Hongxin Hu of Clemson University is developing new security functions to protect computer networks from attacks, as each day brings another round of news about hackers exposing sensitive data.
The new security functions include a virtual intrusion detection system that would detect attacks and a virtual firewall system that would repel them. A $500,000 CAREER award from the National Science Foundation is funding the project.
“We need to protect our critical network infrastructure,” said Hu, an assistant professor and Dean’s Faculty Fellow of Computer Science. “For my CAREER award, we will build virtualized network security functions, including a new-generation intrusion detection system and a new-generation firewall system, with features of flexibility and elasticity, and that are well suited to protect emerging programmable and virtualizable network environments.”
Those security functions could be used in huge cloud-based data centers or small smart-home networks that link together common devices, such as laptops and smart appliances, Hu said.
Once created, the new security functions will be made available for free to the public on an open-source platform, OpenNSFV. Anyone who wishes will be able to extend the platform, tailoring it for specific purposes, he said.
Hu hopes to have OpenNSFV ready to release within three years.
Amy Apon, the C. Tycho Howle Director of the School of Computing, congratulated Hu on his CAREER award.
“Dr. Hu’s extensive background in network security makes him ideally suited for this research,” Apon said. “The CAREER award is among the nation’s highest honors for junior faculty members, and Dr. Hu richly deserves it.”

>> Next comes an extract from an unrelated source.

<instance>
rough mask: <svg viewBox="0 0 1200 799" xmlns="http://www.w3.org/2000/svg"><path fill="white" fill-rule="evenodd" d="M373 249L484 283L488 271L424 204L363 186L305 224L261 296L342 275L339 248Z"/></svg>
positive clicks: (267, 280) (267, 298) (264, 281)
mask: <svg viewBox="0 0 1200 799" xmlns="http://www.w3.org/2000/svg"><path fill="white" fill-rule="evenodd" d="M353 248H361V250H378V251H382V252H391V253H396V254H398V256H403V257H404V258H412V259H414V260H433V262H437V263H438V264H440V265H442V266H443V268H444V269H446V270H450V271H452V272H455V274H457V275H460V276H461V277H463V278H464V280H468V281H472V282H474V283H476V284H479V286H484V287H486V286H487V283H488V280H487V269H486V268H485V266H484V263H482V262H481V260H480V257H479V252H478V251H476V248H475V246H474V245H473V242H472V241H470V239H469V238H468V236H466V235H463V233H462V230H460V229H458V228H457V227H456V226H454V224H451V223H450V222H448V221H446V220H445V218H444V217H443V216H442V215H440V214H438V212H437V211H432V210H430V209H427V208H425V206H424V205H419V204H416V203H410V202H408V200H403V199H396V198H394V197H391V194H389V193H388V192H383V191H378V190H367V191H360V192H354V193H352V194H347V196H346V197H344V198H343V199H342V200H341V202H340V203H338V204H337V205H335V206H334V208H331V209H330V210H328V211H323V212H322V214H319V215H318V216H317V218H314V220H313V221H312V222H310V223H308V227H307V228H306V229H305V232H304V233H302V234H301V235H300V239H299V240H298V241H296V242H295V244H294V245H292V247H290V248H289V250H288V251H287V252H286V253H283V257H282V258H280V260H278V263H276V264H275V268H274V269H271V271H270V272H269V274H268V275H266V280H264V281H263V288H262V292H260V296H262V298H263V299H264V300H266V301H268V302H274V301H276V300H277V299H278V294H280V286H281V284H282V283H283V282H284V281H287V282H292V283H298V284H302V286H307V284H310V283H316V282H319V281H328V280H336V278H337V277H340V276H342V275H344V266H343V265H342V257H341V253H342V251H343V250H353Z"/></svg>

The research builds on two emerging networking technologies, Network Function Virtualization (NFV) and Software-Defined Networking (SDN). Both technologies figure heavily into an education plan Hu has created as part of his CAREER award.
The plan calls for Hu and his team to design hands-on labs related to this project for NFV/SDN security and develop a cloud-based open laboratory based on CloudLab to support those labs nationwide. Students, whether at Clemson or elsewhere, will be able to use the cloud-based lab for free to conduct experiments.
Hu also plans to develop hands-on course materials for undergraduate and graduate students. And Hu said he will reach out to the K-12 system, leveraging the connections he’s made. For instance, three high school students and one middle school student have worked as interns in his lab.